The seating stem of a 308W inline seating die was modified so that it was able to extend into the case mouth. The extension was turned to 0.30”, again, to allow it to enter the case mouth.

Prototype extension mod shown in brass. A production version could be a caliber-specific single steel stem, turned to correct diameters.

We used one single 308W case for all tests. This case was charged, measured, emptied and re-charged with various weights of powder. After each charging, the case was inserted into the die and the modified stem was gently lowered to touch the top of the powder column.
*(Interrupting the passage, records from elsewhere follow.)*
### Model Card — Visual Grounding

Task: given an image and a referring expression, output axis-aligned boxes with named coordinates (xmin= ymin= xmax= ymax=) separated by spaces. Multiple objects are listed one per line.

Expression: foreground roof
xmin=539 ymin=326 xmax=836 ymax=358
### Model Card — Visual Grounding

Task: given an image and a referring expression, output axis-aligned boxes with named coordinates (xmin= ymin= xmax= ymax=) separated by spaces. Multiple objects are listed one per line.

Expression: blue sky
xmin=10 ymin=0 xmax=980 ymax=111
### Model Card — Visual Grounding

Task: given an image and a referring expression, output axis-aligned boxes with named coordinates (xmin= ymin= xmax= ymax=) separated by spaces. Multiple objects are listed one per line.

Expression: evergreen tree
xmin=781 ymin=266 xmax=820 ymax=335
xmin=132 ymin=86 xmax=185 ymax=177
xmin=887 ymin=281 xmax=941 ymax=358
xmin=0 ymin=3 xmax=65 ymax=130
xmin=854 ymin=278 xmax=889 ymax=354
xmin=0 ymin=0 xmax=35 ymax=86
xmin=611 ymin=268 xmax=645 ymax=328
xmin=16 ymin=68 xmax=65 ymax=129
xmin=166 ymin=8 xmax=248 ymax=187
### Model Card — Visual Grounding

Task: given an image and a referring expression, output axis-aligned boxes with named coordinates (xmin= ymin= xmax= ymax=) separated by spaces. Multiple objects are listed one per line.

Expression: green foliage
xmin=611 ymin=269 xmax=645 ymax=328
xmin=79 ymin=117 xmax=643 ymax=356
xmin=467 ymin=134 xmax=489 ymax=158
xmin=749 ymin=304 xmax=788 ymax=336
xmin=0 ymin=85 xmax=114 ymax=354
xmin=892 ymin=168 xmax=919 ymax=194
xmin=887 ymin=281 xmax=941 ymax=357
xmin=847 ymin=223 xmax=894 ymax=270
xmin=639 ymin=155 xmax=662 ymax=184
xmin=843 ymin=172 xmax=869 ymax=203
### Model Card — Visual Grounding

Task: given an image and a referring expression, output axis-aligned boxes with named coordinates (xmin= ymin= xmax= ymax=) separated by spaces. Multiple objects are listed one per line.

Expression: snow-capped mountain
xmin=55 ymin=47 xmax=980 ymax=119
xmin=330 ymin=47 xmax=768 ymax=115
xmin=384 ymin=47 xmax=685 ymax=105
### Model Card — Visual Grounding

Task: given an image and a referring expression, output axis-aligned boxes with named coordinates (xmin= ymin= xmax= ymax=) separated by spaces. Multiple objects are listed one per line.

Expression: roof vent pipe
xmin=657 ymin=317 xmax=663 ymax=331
The die was adjusted to allow approx 0.10” of travel, depending on the charge, before bottoming out at the "find X zero” point.


We initially used Varget, using a funnel to tip each charge into the case. We got erratic results. Varget is a very coarse-grained powder. We also tested Hodgdon CFE 223, which is a very fine powder. It gave more consistent results, but it tended to stick to the bottom of the modified seating stem. We then used Benchmark ll, which is a relatively fine-grained stick powder. It gave promising results and did not stick. With charges coming up to the neck/shoulder junction, powder height changes were visible to the naked eye depending on how the charge was poured into the funnel. We then swapped to using a 7” drop tube, and instantly results became much more repeatable.


The following photo shows four different charge weights of Benchmark ll, using the drop tube:

The sloping trace from left to right was made using the spring-loaded simulation die. This gives a reference point for all the other traces. From the left, the first set of five traces shows 47.5 Gr. of Benchmark ll. The second set shows five traces of 47.0 Gr., the third set shows five x 46.5 Gr. and the right-hand set shows five x 46 Gr.



When the correct technique is used, a resolution of much better than 0.5 Gr. is achievable using the AMP Press to measure case volume. Resolution in this proof-of-concept test is actually better than 0.25 Gr. Note that this method of testing is only valid if powder charges are sufficiently accurate and uniform.

Because this test demonstrates that different charge weights show measurable powder column height variations in the same case, the corollary is that if multiple cases are charged with the same charge weight, any variation in charge height indicates variable case volume. This will allow for very accurate case sorting. Users could choose to either sort each new batch of cases as a one-time process, or possibly test each reload. That is feasible because the technique is quick, easy and dry.


Where to from here?


We believe that further testing will allow us to optimize our techniques. We have also yet to test other cartridges etc. If all goes well, we will add a new function to the AMP Press software which gives dedicated a "Sort by case Volume” window. This will make it easier to analyze results with a different auto-scale function. We will also produce die compatible steel plungers for the various calibers as accessories.